Travel Republic and director Kane Pirie stood trial for breach of the ATOL Regulations this week in a case that will test the legality of operations at many other firms and the ability of the Civil Aviation Authority (CAA) to regulate the sector.
The prosecution alleged Pirie and Travel Republic sold package holidays without the necessary ATOL cover.
Prosecuting counsel Ian Croxford told Stratford Magistrates Court: “We will show packages were sold and inadequate information given [to customers].”
Croxford suggested Travel Republic encouraged consumers to book combinations of holiday elements, then “unbundled” the purchases retrospectively by emailing a series of “booking request confirmations” and “booking confirmations” for each item – flight, accommodation, transfer.
The interval between a client receiving a booking request confirmation and a booking confirmation could be as little as one second.
The court heard testimony from a series of consumers who booked with Travel Republic and subsequently lost flights when XL Leisure collapsed in September 2008.
Witness Laura Edwards told the court: “I understood it was a package holiday. You booked [the elements] one at a time and that equated to a package holiday.”
Earlier, Croxford argued Travel Republic secured a commercial advantage by trading in the way it did, at the cost of “a serious detriment” to consumers.

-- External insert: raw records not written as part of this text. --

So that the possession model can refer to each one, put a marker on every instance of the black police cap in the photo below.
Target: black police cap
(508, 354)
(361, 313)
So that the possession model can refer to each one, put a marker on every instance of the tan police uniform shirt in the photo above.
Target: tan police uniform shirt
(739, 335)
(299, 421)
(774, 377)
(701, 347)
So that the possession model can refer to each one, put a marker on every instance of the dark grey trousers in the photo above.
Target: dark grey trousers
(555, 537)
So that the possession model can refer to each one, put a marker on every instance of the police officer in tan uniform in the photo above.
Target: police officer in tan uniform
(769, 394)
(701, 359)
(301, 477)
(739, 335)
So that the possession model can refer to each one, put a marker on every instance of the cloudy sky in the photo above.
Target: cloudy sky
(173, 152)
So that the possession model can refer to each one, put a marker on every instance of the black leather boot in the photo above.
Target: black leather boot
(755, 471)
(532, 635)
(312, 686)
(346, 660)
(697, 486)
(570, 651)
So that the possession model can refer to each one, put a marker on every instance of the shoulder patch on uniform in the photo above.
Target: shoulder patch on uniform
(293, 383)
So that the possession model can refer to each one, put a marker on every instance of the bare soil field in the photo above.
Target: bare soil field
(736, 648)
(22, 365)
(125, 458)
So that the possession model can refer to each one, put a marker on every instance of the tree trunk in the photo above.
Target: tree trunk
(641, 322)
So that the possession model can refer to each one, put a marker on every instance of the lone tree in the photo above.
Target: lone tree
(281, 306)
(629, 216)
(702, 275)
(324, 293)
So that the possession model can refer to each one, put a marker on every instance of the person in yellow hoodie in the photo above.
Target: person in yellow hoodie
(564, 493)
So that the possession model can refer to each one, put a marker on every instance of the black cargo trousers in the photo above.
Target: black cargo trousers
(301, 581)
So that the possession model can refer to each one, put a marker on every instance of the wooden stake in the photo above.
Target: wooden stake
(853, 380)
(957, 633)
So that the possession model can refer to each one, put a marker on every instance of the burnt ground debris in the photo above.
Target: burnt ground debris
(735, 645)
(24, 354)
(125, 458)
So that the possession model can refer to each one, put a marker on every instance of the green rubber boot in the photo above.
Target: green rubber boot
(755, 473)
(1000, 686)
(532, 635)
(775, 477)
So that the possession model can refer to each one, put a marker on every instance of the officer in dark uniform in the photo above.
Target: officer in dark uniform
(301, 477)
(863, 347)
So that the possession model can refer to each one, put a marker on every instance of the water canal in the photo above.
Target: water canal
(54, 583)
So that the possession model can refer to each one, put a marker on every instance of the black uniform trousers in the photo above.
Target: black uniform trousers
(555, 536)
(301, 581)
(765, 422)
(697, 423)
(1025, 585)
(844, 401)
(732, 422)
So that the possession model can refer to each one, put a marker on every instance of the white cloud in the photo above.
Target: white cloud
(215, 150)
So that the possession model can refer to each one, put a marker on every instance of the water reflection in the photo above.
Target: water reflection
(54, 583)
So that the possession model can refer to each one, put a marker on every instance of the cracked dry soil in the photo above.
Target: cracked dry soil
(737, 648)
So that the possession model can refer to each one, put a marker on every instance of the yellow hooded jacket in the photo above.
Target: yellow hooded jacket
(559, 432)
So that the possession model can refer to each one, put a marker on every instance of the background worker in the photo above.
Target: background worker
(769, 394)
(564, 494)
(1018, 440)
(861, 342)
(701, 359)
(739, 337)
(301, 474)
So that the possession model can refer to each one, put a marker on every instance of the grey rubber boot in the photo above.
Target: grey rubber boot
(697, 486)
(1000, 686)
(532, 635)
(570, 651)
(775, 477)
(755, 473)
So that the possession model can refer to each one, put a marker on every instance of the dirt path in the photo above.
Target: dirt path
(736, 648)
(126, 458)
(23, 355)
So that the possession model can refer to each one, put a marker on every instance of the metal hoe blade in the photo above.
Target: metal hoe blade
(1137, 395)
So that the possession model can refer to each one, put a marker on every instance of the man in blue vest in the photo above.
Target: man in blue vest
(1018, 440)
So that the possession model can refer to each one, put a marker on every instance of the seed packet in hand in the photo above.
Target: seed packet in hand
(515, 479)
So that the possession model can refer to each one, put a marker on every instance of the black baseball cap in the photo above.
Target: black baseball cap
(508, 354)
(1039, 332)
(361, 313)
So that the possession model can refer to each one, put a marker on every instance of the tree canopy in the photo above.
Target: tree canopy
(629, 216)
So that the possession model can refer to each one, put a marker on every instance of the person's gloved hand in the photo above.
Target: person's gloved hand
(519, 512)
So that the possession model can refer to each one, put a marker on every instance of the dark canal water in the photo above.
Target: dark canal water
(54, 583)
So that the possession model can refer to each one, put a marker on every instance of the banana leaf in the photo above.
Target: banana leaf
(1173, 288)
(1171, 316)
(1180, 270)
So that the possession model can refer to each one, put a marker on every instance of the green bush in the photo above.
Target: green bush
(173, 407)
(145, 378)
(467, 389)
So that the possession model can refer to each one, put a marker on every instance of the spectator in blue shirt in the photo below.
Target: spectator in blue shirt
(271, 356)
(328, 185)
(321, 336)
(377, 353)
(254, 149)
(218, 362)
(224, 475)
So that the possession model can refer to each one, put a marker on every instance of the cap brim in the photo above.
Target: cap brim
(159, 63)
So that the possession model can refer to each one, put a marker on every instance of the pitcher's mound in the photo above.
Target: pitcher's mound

Arguing that if the company was convicted, Pirie should also be found guilty, Croxford said: “Mr Pirie consented to the commission of the offences.”
He said: “Travel Republic has been aware, certainly since September 2007, that the CAA did not accept it was operating within the regulations. Pirie was fielded to deal with this. He knew the CAA considered Travel Republic in breach.”
Hugo Keith QC, acting for Pirie, said the defence would challenge the witnesses. He argued: “A large number of witness statements contain highly contentious statements.”
Cross-examining CAA ATOL enforcement team supervisor Mark Hydes, defence counsel Nicholas Purnell, read a series of internal CAA memos referring to the decision to prosecute while not proceeding against other retailers. He suggested to Hydes: “It is a somewhat muddled approach, isn’t it?”
Purnell also read out a CAA memo noting: “Travel Republic’s financial success and rapid growth is likely to be encouraging other companies to trade without an ATOL.”
The case continues and is expected to last three weeks. The prosecution will offer no evidence in respect of two of the 40 alleged offences on the grounds one witness will not attend the court.